Questa sottomissione senza abiura non piacque al Vescovo. Nella vertenza disciplinare fu coinvolto il Superiore Generale dell’Istituto della Carità, Luigi Lanzoni, che difese con prudente fermezza la posizione di Paoli: ma la conclusione finale fu l’abbandono da parte della comunità religiosa della Casa di Rovereto e della diocesi nella quale la sua presenza risultava ormai sgradita. Quanto al Lagarino, un giornalino modesto ma significativo come voce di un rosminianesimo popolare, fu anch’esso proibito ai fedeli, com’era accaduto a suo tempo al Messaggiere.
La terza e ultima scena culmina in un’abiura. A pronunciarla fu uno dei più commoventi campioni di questa battaglia ideale, don Giuseppe Pederzolli. Si tratta forse della figura più suggestiva, tra quei preti colti e operosi che nella Rovereto del secondo Ottocento tennero in piedi il Ginnasio, l’Accademia, la Biblioteca, nel suo caso anche il Museo, di cui fu a lungo segretario. Dalle testimonianze di studenti e colleghi emerge soprattutto il profilo di un insegnante appassionato. "Il Pederzolli sa adattarsi alle tenere menti e spezza il pane della scienza in guisa che anche i più deboli di intelletto ponno rispondere alle esigenze della scuola e nelle stesse difficoltà si sentono animati", scrisse il suo collega nel Ginnasio Liceo don Visintainer, sottolineando un atteggiamento pedagogico non comune in un’epoca di grande severità.

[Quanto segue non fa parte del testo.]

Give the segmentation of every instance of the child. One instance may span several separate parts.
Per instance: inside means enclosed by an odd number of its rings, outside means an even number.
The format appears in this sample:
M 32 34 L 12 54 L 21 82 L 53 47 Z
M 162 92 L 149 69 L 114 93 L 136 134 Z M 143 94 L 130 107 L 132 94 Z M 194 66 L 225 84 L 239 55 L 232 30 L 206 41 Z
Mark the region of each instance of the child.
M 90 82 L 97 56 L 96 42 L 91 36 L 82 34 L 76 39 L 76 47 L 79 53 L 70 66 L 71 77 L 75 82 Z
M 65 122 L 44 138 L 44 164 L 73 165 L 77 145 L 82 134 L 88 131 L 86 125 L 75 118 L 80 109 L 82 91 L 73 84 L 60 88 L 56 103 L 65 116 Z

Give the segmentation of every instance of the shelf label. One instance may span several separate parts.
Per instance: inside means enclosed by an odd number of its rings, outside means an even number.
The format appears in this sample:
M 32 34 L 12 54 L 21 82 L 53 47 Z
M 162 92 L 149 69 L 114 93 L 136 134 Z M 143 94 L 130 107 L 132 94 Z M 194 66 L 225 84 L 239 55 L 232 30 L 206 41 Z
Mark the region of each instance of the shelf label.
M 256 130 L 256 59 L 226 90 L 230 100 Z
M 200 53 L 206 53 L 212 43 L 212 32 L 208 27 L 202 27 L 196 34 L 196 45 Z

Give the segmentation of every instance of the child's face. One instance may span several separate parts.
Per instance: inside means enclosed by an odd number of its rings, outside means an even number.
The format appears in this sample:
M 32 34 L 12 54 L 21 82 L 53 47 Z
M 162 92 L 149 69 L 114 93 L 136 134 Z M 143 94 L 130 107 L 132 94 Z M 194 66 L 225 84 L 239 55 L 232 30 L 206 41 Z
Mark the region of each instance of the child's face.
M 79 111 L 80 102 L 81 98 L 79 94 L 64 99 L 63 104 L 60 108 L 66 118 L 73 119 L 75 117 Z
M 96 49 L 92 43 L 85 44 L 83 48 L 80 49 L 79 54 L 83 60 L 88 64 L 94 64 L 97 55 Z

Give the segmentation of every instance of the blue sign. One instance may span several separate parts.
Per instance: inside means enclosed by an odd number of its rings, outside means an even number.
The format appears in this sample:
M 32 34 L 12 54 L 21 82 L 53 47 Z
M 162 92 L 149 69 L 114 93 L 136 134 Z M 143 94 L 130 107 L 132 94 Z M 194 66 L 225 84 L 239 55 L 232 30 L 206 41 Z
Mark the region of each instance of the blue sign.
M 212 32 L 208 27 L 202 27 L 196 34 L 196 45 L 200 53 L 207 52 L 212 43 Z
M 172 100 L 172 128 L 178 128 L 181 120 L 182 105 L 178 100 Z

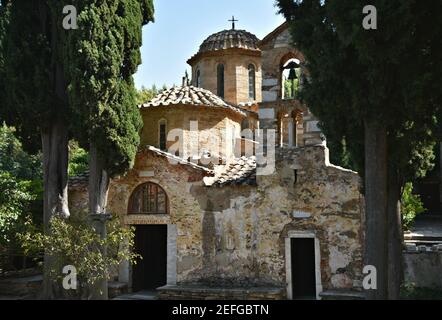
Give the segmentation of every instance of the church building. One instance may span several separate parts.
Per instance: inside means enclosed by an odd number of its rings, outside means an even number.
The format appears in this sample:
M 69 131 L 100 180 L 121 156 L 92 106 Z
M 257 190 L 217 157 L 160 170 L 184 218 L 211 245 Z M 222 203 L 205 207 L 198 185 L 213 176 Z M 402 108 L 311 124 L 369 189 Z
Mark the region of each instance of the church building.
M 297 93 L 304 58 L 285 23 L 260 40 L 232 28 L 187 61 L 192 79 L 140 106 L 134 168 L 108 211 L 136 229 L 119 282 L 161 299 L 321 299 L 362 290 L 363 198 L 329 162 Z M 87 208 L 87 177 L 70 181 Z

Non era forse per vocazione né un filosofo né un teologo, ma in fedeltà a Rosmini si era fatto tenace polemista. Dopo il Post obitum "andò a cercare nelle opere del Rosmini tutti i passi da cui quelle quaranta proposizioni erano state cavate, e li trascrisse fedelmente in calce a ciascheduna di queste", cercando di dimostrare le forzature che stavano alla base della condanna.
Sul suo generoso impegno apologetico si abbatté la riprovazione del vescovo Valussi, contenuta in una nuova lettera pastorale del 16 dicembre 1889, letta in tutte le chiese della diocesi salvo che a Rovereto, per un riguardo paradossale che è anche un’indizio di cattiva coscienza. La sua forzata ritrattazione fu pubblicata il 24 maggio 1890 sul giornale che aveva spesso polemizzato con lui, La Voce Cattolica. "Accetto con mente docile, con cuore sincero il severissimo biasimo da Sua Altezza Ill.ma Rev.ma pubblicamente inflitto contro il mio libro (…); ritratto, ricredo e riprovo le opinioni storte, le proposizioni erronee, le insinuazioni errate da Sua Altezza Ill.ma Rev.ma severissimamente biasimate nella sua Circolare del 16 dicembre 1889 al Clero diocesano". Da allora, scrisse Manfroni commemorandolo nel 1894 presso l’Accademia, don Giuseppe cominciò a morire. Il necrologio conclude con l’auspicio di un trionfo futuro delle dottrine in cui aveva creduto. "E quando quel giorno sarà venuto, esulteranno nella loro tomba le ossa di Don Giuseppe Pederzolli. Exultabunt ossa humiliata!".